The Middle East is best known for its production and export of oil, which has a large economic and labor-use influence on the whole region. However, many of the regional nations have been working on initiatives to diversify their economies in recent years. These initiatives can take the form of smart city projects as well as touristic attractions. To have a better grasp, we will examine some of the most recent developments and the projected growth rates of the Middle East’s economy.
According to the Global Economic Prospect June 2022, the World Bank now projects that the Egyptian economy would expand by 6.1 percent in the fiscal year 2021/22. This is an increase of 0.6 percent from the January prediction. Based on that research, Egypt’s economy decreased in the first quarter of 2022 after a boom in the first half of the fiscal year where 80 percent more than pre-pandemic highs were made in export earnings in March. Also, growth in Egypt was revised up to 6.1 percent in the fiscal year 2021/22 due to better-than-anticipated activity during the first half of the fiscal year, which was only partially offset by the effects of the conflict in Ukraine. Food and energy inflation slows income growth and increases input costs in key sectors, and as tourism flows drop, growth is predicted to moderate to 4.8 percent in FY2022/23, a 0.7 percent downgrade according to the World Bank.
As claimed by the World Bank’s Global Economic Update report, Saudi Arabia’s economy is predicted to increase by 7 percent in 2022, above that of other Gulf Cooperation Council nations. The analysis predicts that the Kingdom’s growth in 2022 will be fueled by increasing oil production as a result of production curbs by The Organization of the Petroleum Exporting Countries (OPEC) and ongoing expansion in non-oil industries, supported by stronger domestic demand, increased tourism, and higher capital expenditures. Additionally, Saudi Arabia is attempting to diversify its economy with the construction of NEOM, a new smart city that will include a number of innovative features that will place a strong emphasis on tourism rather than just the oil-producing sector.
A still strong but slowing manufacturing performance and a quicker tourism recovery are expected to boost the economy of Morocco according to the World Bank. Over the medium term, potential growth is anticipated to expand due to ongoing changes. The budgetary effects of the health and social protection reforms, as well as the delay of the liquefied petroleum gas and flour subsidy reforms, will prevent the budget deficit from growing as quickly (6.2 percent of GDP in 2022). It is anticipated that public debt would reach a stable level below 80 percent of GDP. Due to rising import costs for food and energy, the current account deficit is predicted to increase to 5.5 percent of GDP based on the World Bank.
According to the African Economic Outlook 2022 study, Tunisia’s GDP growth is predicted to reach 2.5 percent in 2022 and 3.2 percent in 2023. Inflation is expected to increase in 2022 as a result of the conflict between Russia and Ukraine, which has driven up the price of food and oil on international markets and then decline in 2023 as a result of prudent monetary policy and a reduction in external inflationary tensions according to the report. Additionally, according to projections, the fiscal deficit and current account deficit will worsen in 2022 before improving in 2023.
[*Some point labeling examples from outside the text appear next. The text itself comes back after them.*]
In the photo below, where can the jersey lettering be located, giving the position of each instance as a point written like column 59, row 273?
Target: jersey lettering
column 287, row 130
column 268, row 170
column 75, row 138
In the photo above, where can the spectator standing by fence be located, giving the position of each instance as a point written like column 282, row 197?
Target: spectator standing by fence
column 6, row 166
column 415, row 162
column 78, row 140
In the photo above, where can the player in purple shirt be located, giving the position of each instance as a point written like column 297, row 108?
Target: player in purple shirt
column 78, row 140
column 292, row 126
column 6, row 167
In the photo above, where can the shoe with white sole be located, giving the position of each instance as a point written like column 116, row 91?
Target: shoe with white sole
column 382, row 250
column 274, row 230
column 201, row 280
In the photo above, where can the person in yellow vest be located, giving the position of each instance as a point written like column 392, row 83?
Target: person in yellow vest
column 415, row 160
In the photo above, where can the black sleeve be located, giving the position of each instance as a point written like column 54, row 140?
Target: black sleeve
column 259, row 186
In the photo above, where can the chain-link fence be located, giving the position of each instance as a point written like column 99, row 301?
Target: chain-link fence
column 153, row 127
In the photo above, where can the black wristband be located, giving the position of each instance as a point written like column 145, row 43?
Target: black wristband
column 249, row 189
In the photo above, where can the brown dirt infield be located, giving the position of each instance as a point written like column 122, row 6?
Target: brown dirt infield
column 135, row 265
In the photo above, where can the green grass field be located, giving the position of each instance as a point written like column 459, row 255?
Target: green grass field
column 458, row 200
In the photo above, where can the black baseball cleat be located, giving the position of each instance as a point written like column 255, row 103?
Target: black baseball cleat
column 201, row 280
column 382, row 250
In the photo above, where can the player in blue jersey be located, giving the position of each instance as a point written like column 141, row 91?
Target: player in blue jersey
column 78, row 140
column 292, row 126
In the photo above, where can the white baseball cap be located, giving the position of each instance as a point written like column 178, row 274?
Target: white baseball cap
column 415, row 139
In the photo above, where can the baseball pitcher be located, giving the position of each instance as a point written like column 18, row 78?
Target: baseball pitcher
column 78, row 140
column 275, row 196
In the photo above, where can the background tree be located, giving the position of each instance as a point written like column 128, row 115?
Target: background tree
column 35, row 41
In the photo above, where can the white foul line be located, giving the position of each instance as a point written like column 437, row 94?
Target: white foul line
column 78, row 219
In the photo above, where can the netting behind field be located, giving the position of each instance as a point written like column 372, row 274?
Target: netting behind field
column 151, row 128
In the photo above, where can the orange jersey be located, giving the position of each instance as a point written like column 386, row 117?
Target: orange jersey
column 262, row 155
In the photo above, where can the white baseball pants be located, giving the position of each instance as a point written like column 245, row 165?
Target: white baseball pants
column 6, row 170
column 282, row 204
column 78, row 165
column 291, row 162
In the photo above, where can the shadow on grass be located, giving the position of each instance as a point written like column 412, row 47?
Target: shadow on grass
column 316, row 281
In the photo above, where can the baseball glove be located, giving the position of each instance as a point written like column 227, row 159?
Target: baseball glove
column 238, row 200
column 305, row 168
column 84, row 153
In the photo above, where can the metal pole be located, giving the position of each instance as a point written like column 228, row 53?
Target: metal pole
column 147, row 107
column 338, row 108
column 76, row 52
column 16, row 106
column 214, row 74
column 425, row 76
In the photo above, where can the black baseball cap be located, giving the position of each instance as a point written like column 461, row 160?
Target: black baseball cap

Due to the limited oil output, growth is anticipated to decline in 2022 to 3.7 percent and in 2023 to 2.6 percent based on the African Development Bank Group. The short-term favourable effect of the Russia-Ukraine crisis on Algerian hydrocarbon exports is what has caused the public finances and the current account balance to clearly improve. However, this heavy reliance on oil prices highlights the necessity of economic diversification, particularly in the direction of petrochemicals, gas, and agricultural products with high export potential. Given the upward trend in global prices and a monetary policy that is likely to continue being expansionary, inflation is predicted to rise in 2022.
Natural gas is abundant in Qatar, and its offshore North Field is one of the biggest gas fields in the entire globe. In the middle of the 1990s, Qatar started to develop its natural gas resources in an effort to lessen its reliance on oil. Qatar had to take out large loans to develop its gas resources, but the early 21st century’s high oil prices helped the nation’s finances. The North Field has been the focus of Qatar’s rapid development of its natural gas reserves through joint ventures with significant international oil and gas firms according to Britannica. Reuters reported on May 29 that Bandar bin Mohammed Al-Thani, the governor of the Qatar Central Bank (QCB), predicted that Qatar’s GDP will increase by 3.5 percent in 2022, up from 1.6 percent in 2021. The Qatari economy was predicted by Fitch Ratings to expand by 3.2 percent in 2022, although Bin Mohammed’s projections are higher. The third quarter of 2021 saw Qatar’s GDP at current prices hit QAR 176.225 billion, according to the Planning and Statistics Authority (PSA) of Qatar.
It is obvious that several countries in the region have been affected differently by the COVID-19 problem and the Ukraine-Russian war. Additionally, each nation’s politics have a significant impact on its economy, and several in the region will no longer be entirely dependent on oil production thanks to new plans for economic diversification in the region.